Si vada quindi oltre, non si tolga il diritto di voto a chi non scrive abitualmente di musica, anche perché a voler essere fiscali dovremmo poter votare davvero in pochi, e il Festival non è certo luogo dove la musica la fa da sovrana, si tolga alla Sala Stampa ogni potere e lo si conceda solo per quel che riguarda il Premio Mia Martini, anche se io lì toglierei ogni riferimento alla Critica, perché a guardare la Sala Stampa a tutto vien da pensare fuorché alla critica musicale. Nessuno quasi dei presenti ha idea di come si componga una canzone (non dico che lo debba saper fare, intendiamoci, non è questo il ruolo della critica, ma sapere di composizione è necessario, direi, per poterne parlare, nella parte teorica), nessuno quasi ha idea di cosa sia la dinamica, di come si lavori in uno studio di registrazione, di come si scelga la tonalità di una canzone, come cazzo potrebbero mai poi giudicare una canzone ignorando le basi del mestiere?

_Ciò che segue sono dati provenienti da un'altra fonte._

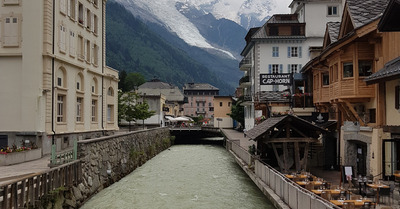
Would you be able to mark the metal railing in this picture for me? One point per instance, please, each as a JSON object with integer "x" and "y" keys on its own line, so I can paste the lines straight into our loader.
{"x": 24, "y": 193}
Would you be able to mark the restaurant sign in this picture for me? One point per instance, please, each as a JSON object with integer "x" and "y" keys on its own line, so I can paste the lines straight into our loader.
{"x": 276, "y": 79}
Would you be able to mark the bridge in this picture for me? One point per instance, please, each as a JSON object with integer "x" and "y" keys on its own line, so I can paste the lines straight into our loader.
{"x": 195, "y": 132}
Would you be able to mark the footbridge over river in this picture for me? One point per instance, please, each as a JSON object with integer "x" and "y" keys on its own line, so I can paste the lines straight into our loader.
{"x": 195, "y": 132}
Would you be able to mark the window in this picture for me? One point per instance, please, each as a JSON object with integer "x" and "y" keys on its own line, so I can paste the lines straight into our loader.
{"x": 95, "y": 54}
{"x": 325, "y": 79}
{"x": 332, "y": 11}
{"x": 110, "y": 92}
{"x": 80, "y": 13}
{"x": 296, "y": 31}
{"x": 364, "y": 68}
{"x": 79, "y": 102}
{"x": 10, "y": 2}
{"x": 110, "y": 113}
{"x": 71, "y": 9}
{"x": 275, "y": 51}
{"x": 11, "y": 32}
{"x": 60, "y": 108}
{"x": 72, "y": 45}
{"x": 347, "y": 70}
{"x": 63, "y": 6}
{"x": 372, "y": 115}
{"x": 87, "y": 49}
{"x": 81, "y": 48}
{"x": 63, "y": 39}
{"x": 397, "y": 98}
{"x": 273, "y": 31}
{"x": 95, "y": 24}
{"x": 94, "y": 110}
{"x": 88, "y": 19}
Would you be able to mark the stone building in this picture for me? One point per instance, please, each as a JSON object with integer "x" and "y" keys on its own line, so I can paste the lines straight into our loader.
{"x": 55, "y": 85}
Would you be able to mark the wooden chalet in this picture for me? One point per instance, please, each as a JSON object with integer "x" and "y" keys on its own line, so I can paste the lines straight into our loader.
{"x": 353, "y": 50}
{"x": 288, "y": 137}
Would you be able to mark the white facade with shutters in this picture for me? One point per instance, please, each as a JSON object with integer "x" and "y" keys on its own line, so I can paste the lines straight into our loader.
{"x": 55, "y": 86}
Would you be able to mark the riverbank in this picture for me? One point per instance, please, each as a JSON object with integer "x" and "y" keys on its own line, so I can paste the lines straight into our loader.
{"x": 245, "y": 142}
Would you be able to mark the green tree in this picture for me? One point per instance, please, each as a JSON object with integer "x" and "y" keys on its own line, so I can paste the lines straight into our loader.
{"x": 133, "y": 80}
{"x": 237, "y": 111}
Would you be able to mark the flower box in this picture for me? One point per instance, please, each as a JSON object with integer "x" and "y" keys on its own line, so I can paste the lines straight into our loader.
{"x": 20, "y": 157}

Chiaro, come specifica Zanetti, quando non aveva peso la Sala Stampa vinceva Carta, la Sala Stampa ha fatto vincere Mahmood o gli Avion Travel, ma questo è il Festival di Sanremo, e dar credito a chi nella vita insegna lettere al liceo, o lavora alle Poste, e poi si trova a riportare pedissequamente comunicati stampa, credo, non rende un buon servigio alla musica. Uno potrebbe leggere queste mie parole come cariche di spocchia, e in effetti lo sono, sarebbe una lettura corretta. Sono convinto che avere delle competenze sia fondamentale per svolgere qualsiasi mestiere, infatti non lavoro alle poste, non sto a fare il geometra in cantiere, non impasto pane e focacce in un forno, scrivo di musica, è il mio mestiere. Tanto poi, anche potendo votare, non lo farei, credo che a decidere debba essere il pubblico da casa, è Sanremo, come può essere decisa la maggioranza di governo, credo, si potrebbe anche lasciare che la massa decida quale canzone meriti di entrare nel palmares. Tanto poi sarà appunto la gente a decretare chi davvero vincerà alla fine, a bocce ferme.